I’ll be there as well Lord willing. It will be my one event for the year, so I’m hoping to make it a good one. It will be more about the experience than competing, but I’m hoping to get lots of feedback. 


Sent from my iPhone using Tapatalk Pro


----------



## Truthunter (Jun 15, 2015)

*Re: Unified Finals Meca/Iasca. October 11 & 12, 2019. Louisville, KY.*

I plan to be there. It's my first season that I qualified for finals and first time attending.


----------



## Mic10is (Aug 20, 2007)

*Re: Unified Finals Meca/Iasca. October 11 & 12, 2019. Louisville, KY.*

Team W will be there


----------



## BigAl205 (May 20, 2009)

*Re: Unified Finals Meca/Iasca. October 11 & 12, 2019. Louisville, KY.*

The dates are 10/12 and 10/13


----------



## saltyone (Feb 2, 2019)

BigAl205 said:


> The dates are 10/12 and 10/13


That makes more sense. I was wondering why they scheduled it to start on a Friday. I’ll be driving up on Friday.


----------



## BigAl205 (May 20, 2009)

I've accidentally started threads based on my hotel reservation dates.


----------



## chefhow (Apr 29, 2007)

They have had judging on Friday night if there is a need but they wont announce it until it get closer.


----------



## dobslob (Sep 19, 2011)

If travel within the company allows I'd love to be there, but I won't likely know until just before the show.


----------



## SkizeR (Apr 19, 2011)

dobslob said:


> If travel within the company allows I'd love to be there, but I won't likely know until just before the show.


See ya there 

Sent from my SM-G975U using Tapatalk


----------



## doitor (Aug 16, 2007)

3 weeks to go.

J.


----------



## leoleal86 (Sep 2, 2016)

Almost ready 

Enviado desde mi SM-N9600 mediante Tapatalk


----------



## doitor (Aug 16, 2007)

2 weeks to go.

J.


----------



## audiophile25 (Oct 5, 2008)

I will be there in the Blue car! See you guys soon!


----------



## doitor (Aug 16, 2007)

1 week left.

J.


----------



## nadams5755 (Jun 8, 2012)

i guess i'll go


----------



## nyquistrate (Apr 17, 2011)

Is it worth going as a spectator on Saturday? Would I be able to hear any cars?


----------



## SkizeR (Apr 19, 2011)

nyquistrate said:


> Is it worth going as a spectator on Saturday? Would I be able to hear any cars?

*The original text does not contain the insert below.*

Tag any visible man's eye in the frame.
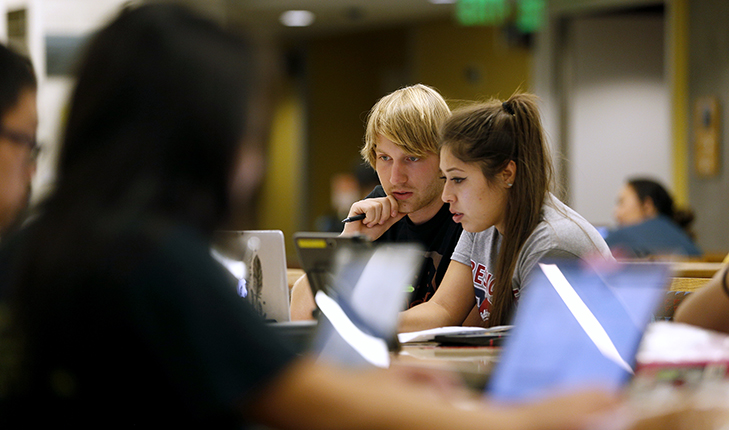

Absolutely and yes. Please, do not be shy. If you need someone to show you around and get you into some cars, shoot me a message

Sent from my SM-G975U using Tapatalk


----------



## cobb2819 (Jan 13, 2011)

nadams5755 said:


> i guess i'll go


Ehh...me too.


----------



## AVIDEDTR (Sep 11, 2008)

doitor said:


> 2019 Car Audio Championship
> October 12-13, 2019
> Kentucky Exposition Center in Louisville, KY.
> 
> ...


I'll be the Jorge - come find me Judging MECA 2x


----------



## rton20s (Feb 14, 2011)

cobb2819 said:


> Ehh...me too.


----------